Bu kişi tüm ödemeyi yaparsa bir milyon 200 bin ödeyecek. 500 bin farkın faiz olarak, bankaya geri ödeme olarak verecek. Erdoğan’a soruyoruz. Bu faizler niye nassa takılmıyor sanki? niye müteahhitler kelam konusu olunca dediğiniz bütün kelamları bir anda unutuyorsunuz? Nas, yandaş müteahhitler için niye kullanılmıyor?


Tabii ki bu müjde vatandaşa değil, yandaş müteahhitlere verilen bir muştuydu. Yandaş müteahhitleri güçlü etme gayretiydi. Bu muştudan daha sonra konut fiyatları süratle üste hakikat tırmandı. Müteahhitler, mesken sahipleri bir daha bir kar elde ettiler.

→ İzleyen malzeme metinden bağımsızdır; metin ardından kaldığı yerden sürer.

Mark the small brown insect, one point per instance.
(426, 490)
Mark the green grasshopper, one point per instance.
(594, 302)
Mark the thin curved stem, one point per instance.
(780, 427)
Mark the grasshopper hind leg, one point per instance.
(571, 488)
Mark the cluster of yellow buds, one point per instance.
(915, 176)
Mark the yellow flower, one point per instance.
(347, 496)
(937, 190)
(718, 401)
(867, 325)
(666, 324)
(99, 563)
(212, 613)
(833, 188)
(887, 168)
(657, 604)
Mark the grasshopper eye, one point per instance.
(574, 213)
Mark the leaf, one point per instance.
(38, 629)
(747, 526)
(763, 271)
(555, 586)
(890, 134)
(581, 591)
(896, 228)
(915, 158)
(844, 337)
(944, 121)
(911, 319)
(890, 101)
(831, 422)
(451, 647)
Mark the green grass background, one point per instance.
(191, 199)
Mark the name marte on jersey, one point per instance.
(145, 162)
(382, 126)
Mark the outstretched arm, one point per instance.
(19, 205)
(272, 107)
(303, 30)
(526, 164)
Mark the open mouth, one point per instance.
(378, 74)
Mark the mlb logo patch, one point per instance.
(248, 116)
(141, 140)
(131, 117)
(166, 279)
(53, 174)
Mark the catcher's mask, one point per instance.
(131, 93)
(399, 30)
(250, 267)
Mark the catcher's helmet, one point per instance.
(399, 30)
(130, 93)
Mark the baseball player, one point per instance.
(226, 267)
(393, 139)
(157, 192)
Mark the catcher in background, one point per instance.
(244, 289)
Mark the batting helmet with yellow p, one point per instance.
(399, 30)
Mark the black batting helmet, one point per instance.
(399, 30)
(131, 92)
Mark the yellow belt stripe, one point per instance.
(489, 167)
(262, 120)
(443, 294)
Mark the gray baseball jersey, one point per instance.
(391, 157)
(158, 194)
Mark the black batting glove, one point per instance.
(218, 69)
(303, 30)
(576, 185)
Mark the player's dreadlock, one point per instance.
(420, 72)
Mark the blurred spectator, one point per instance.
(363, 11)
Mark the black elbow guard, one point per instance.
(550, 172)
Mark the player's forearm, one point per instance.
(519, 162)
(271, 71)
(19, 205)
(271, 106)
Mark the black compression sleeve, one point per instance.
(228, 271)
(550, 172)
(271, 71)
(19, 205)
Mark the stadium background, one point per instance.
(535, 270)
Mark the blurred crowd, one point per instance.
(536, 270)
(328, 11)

Evine bir kilo et, bir litre süt götüremeyen ve açlık sonunun altında olan 30 milyon beşere ‘gelin faizle konut alın’ demek, iktidarın gerçekle bağının ne kadar koptuğunu epey net resmediyor. Savaşa ayrılan bütçenin refaha ayrılması halinde Türkiye’nin çehresinin değişeceğine yürekten inanıyoruz.”